With all the excitement around season 3 of Twin Peaks, along with the recent statement from David Lynch that he will not be making any more films, there’s no better time to re-watch Mulholland Drive. Interestingly, when Mulholland Drive was originally released, the opposite was the case. A frustrated director jumping ship from TV to cinema. It remains his best and most impenetrable film.
Betty (Naomi Watts), a bright-eyed aspiring actress, arrives in LA hoping to realise her dream of becoming a successful actress. When she arrives at her aunt’s house, who’s out of town, Betty finds a mysterious woman in the property. It turns out Rita (Laura Harring), the name she adopts, was in a car crash and has no recollection of her identity. Betty is determined to help her discover who she really is.
Mulholland Drive is one of the most hotly-debated films of all time. It’s still impossible to fathom precisely what it’s about and Lynch seems disinclined to elaborate in any great detail. In the roundabout, it’s a commentary on Hollywood. Initially conceived as a TV pilot, it was filmed in two separate segments over a year apart. It’s as baffling as it is exhilarating. Combining elements of Phycological drama, horror, soap opera and crime mystery, Mulholland Drive is a genre-bending classic which still retains the element of surprise.

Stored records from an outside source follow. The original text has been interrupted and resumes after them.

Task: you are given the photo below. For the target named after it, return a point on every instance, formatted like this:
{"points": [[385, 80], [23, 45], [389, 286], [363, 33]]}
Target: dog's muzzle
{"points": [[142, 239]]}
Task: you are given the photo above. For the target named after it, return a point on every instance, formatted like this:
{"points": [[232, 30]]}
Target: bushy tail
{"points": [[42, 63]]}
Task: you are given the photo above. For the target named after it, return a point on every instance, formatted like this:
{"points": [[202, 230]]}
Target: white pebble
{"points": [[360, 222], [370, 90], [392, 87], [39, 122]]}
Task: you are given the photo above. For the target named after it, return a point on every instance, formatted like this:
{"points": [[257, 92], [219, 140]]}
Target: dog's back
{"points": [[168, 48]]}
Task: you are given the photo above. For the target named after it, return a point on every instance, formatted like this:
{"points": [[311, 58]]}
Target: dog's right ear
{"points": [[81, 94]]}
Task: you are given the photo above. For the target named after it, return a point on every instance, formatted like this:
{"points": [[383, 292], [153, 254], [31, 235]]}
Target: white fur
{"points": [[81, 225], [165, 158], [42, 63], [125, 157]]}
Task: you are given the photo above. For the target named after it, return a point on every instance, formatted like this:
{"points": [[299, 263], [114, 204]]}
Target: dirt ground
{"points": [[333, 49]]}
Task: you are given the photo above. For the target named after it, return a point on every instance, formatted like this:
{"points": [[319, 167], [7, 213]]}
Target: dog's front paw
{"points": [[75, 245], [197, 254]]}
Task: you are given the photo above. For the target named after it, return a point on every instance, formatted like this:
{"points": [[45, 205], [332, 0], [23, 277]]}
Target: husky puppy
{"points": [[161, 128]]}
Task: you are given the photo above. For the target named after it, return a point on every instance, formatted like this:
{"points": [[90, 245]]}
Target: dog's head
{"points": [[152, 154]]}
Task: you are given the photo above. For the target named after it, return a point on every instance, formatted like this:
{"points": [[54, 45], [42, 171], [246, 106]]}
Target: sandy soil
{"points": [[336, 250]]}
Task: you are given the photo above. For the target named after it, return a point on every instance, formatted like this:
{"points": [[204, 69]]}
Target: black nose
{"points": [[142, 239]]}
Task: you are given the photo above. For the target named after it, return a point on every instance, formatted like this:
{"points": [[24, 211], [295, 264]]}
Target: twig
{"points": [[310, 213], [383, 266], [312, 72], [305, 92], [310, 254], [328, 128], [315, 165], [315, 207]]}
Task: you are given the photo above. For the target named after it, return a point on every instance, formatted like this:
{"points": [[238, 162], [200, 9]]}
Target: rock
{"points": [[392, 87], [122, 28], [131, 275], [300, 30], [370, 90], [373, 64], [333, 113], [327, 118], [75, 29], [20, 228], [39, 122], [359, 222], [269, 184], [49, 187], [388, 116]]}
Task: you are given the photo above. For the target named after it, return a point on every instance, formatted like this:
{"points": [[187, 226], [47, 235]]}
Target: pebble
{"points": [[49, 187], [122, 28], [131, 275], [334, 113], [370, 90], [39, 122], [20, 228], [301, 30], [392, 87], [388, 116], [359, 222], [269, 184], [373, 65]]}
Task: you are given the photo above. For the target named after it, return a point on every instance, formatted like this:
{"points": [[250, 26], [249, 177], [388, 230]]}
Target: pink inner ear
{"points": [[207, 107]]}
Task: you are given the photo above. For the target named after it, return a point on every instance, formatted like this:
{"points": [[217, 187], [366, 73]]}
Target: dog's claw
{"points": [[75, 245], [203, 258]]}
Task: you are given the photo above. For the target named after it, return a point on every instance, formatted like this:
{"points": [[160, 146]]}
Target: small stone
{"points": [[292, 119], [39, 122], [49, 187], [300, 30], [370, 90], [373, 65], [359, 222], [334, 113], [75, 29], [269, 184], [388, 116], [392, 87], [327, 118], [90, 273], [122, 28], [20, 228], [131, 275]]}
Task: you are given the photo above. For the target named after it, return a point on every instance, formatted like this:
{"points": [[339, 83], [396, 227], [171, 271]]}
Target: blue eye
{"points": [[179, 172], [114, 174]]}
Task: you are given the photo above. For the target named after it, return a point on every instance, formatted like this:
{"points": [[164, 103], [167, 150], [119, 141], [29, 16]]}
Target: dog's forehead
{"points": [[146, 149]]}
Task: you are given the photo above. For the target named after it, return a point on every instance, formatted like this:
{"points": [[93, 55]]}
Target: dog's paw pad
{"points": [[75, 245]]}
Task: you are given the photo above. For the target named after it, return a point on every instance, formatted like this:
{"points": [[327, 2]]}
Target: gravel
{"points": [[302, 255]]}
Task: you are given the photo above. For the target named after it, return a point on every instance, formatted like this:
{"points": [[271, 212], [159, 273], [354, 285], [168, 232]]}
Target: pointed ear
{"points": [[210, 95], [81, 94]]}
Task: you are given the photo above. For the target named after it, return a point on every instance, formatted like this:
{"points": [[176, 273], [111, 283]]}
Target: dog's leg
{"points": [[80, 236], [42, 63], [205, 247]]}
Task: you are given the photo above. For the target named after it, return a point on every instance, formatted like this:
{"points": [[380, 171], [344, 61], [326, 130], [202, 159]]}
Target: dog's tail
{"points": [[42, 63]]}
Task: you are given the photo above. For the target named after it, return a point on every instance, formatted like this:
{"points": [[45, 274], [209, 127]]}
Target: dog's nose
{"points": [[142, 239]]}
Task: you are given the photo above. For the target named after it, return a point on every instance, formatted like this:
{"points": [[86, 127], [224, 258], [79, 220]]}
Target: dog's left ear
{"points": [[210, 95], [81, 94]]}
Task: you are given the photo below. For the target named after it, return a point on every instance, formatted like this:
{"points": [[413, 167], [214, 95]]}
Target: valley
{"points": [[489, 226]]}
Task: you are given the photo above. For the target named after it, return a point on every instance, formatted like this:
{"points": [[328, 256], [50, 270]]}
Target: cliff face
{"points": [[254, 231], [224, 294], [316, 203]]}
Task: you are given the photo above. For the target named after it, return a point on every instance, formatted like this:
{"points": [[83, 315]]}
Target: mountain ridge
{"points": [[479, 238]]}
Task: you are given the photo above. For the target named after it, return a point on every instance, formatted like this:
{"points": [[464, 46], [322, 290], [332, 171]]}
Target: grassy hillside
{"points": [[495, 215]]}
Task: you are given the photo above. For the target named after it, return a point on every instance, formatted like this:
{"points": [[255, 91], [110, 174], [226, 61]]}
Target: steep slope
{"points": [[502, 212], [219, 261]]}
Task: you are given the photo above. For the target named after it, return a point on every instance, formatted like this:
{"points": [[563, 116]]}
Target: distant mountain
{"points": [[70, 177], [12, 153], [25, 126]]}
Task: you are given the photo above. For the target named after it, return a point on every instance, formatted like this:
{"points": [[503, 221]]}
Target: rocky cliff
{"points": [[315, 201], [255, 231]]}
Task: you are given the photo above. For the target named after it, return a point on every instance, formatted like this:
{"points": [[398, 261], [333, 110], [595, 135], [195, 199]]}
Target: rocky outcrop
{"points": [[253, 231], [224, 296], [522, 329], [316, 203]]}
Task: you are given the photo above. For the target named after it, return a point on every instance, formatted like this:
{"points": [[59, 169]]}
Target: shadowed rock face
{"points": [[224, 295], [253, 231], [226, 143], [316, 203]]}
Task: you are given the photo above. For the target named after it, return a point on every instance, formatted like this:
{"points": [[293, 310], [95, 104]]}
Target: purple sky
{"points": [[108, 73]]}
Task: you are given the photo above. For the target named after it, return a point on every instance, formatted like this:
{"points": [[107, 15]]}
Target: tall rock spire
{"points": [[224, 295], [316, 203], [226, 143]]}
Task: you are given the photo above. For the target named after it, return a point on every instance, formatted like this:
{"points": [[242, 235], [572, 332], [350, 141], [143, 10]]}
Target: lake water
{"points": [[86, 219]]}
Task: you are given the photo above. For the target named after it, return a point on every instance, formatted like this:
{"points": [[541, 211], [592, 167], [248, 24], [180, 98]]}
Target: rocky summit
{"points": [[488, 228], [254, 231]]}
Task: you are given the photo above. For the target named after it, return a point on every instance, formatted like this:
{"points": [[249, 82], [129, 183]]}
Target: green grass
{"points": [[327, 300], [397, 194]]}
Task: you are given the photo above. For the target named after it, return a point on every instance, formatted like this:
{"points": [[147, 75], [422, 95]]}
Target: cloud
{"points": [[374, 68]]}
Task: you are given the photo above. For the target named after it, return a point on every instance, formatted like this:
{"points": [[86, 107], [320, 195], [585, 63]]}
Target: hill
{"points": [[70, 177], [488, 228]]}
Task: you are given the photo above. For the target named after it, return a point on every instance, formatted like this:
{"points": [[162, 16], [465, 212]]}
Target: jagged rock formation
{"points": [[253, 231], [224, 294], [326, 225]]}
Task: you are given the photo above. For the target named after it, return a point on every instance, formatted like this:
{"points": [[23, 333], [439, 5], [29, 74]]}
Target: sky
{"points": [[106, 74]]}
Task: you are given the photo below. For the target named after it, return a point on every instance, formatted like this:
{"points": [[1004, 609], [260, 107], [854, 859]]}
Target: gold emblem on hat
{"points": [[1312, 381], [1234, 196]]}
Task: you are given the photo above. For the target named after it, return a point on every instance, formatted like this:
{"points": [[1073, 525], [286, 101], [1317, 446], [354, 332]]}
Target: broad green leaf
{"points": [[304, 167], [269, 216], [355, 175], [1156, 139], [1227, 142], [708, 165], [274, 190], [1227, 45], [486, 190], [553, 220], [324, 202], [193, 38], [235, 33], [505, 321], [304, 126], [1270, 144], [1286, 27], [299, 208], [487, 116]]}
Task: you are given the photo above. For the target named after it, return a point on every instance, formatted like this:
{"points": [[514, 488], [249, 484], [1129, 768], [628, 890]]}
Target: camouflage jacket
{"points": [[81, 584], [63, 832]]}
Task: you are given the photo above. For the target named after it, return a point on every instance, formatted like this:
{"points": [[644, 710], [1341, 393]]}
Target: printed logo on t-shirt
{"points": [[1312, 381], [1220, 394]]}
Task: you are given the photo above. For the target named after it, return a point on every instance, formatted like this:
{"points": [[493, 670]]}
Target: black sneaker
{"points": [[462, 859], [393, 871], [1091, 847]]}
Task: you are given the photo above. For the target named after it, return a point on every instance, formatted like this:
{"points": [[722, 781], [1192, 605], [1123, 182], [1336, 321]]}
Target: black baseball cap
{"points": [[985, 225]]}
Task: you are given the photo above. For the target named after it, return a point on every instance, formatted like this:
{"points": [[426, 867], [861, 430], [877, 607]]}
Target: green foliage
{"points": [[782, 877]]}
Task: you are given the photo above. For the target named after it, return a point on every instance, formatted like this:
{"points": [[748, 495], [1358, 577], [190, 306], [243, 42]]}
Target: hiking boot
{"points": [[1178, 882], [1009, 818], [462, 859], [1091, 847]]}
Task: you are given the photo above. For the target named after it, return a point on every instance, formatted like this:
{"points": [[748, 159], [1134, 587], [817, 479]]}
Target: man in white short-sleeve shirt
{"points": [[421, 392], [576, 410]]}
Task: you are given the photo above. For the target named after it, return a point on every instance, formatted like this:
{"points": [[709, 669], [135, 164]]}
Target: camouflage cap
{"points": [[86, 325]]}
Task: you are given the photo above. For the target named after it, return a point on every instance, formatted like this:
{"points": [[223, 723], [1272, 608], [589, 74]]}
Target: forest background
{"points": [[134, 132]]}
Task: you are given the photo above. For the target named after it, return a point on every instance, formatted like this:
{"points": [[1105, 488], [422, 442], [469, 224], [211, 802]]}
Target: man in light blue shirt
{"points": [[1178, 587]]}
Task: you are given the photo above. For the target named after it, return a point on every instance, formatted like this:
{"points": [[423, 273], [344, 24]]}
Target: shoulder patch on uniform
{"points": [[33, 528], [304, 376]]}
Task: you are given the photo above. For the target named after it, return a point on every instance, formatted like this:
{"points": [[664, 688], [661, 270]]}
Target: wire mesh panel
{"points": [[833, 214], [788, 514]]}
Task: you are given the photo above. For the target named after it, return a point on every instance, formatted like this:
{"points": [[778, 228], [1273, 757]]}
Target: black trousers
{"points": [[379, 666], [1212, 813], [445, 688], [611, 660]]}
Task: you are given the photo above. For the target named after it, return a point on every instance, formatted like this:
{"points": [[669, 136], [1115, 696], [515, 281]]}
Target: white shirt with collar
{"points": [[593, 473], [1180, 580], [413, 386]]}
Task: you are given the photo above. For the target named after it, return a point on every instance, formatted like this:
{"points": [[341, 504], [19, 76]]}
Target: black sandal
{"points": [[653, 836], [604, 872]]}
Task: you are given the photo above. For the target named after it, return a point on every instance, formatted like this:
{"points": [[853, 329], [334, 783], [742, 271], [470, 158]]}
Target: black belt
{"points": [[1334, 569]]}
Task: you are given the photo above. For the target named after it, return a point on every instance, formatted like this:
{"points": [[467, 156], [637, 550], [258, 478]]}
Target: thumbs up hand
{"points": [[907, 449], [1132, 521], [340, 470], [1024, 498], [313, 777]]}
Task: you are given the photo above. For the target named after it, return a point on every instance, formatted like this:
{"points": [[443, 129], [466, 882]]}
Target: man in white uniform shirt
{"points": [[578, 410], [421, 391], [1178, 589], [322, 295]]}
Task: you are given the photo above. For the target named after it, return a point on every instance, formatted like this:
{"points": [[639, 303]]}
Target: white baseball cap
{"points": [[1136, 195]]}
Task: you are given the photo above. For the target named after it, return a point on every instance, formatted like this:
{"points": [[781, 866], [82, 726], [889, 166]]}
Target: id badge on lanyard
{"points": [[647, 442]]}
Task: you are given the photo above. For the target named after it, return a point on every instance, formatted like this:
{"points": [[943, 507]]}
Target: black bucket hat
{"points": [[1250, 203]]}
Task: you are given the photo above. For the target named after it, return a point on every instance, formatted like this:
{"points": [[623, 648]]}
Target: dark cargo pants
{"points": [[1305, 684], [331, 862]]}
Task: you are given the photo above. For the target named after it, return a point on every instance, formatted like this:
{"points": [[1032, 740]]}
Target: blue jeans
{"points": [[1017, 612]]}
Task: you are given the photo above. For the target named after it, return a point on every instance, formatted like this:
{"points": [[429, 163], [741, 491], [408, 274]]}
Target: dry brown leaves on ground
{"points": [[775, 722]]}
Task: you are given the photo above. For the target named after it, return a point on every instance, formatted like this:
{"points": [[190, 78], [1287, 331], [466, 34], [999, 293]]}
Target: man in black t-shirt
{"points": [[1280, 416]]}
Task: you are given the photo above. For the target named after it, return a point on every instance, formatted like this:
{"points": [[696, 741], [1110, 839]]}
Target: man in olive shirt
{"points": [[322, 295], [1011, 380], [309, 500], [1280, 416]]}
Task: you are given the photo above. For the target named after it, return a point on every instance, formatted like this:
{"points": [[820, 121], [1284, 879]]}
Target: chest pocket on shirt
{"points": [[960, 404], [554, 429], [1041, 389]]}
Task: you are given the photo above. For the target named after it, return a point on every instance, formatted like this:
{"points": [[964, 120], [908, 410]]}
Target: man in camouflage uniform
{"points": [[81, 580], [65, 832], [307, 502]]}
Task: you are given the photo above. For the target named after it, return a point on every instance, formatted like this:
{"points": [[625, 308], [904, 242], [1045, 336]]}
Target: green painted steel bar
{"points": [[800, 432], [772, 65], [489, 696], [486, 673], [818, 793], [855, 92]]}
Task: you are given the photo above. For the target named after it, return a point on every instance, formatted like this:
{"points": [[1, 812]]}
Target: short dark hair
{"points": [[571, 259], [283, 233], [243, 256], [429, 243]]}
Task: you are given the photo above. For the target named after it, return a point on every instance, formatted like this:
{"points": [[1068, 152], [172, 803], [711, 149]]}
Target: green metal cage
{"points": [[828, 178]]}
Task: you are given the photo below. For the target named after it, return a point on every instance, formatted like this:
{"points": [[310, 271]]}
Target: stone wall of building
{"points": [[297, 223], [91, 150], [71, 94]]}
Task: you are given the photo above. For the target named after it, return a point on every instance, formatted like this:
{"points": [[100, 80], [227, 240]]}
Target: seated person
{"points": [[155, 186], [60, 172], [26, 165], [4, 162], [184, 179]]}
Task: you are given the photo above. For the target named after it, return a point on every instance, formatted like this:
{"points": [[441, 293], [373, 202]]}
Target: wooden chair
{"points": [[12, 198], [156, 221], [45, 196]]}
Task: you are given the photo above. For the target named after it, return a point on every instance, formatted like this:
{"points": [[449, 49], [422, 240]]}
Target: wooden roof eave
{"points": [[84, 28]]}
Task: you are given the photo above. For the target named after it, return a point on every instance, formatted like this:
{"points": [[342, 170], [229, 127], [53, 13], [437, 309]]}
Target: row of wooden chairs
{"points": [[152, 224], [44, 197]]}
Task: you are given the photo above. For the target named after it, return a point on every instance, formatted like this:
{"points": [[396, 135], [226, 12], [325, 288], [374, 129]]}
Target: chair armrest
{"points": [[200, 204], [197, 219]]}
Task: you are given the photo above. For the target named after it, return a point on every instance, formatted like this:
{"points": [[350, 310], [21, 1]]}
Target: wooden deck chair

• Back to Mulholland Drive featurette
• On the Road to Mulholland Drive featurette
• Criterion interview with Naomi Watts & David Lynch
• New Interview with Laura Elena Harring
• New interview with Mary Sweeney
• Interview with Angelo Badalamenti
• Introduction by Thierry Jousse
• In the Blue Box Featurette
• EPK Interviews: David Lynch, Naomi Watts, Justin Theroux, Laura Elena Harring
• Deleted Scene
The digitally restored Mulholland Drive is released on Blu-ray, DVD and EST by StudioCanal on Monday 22 May.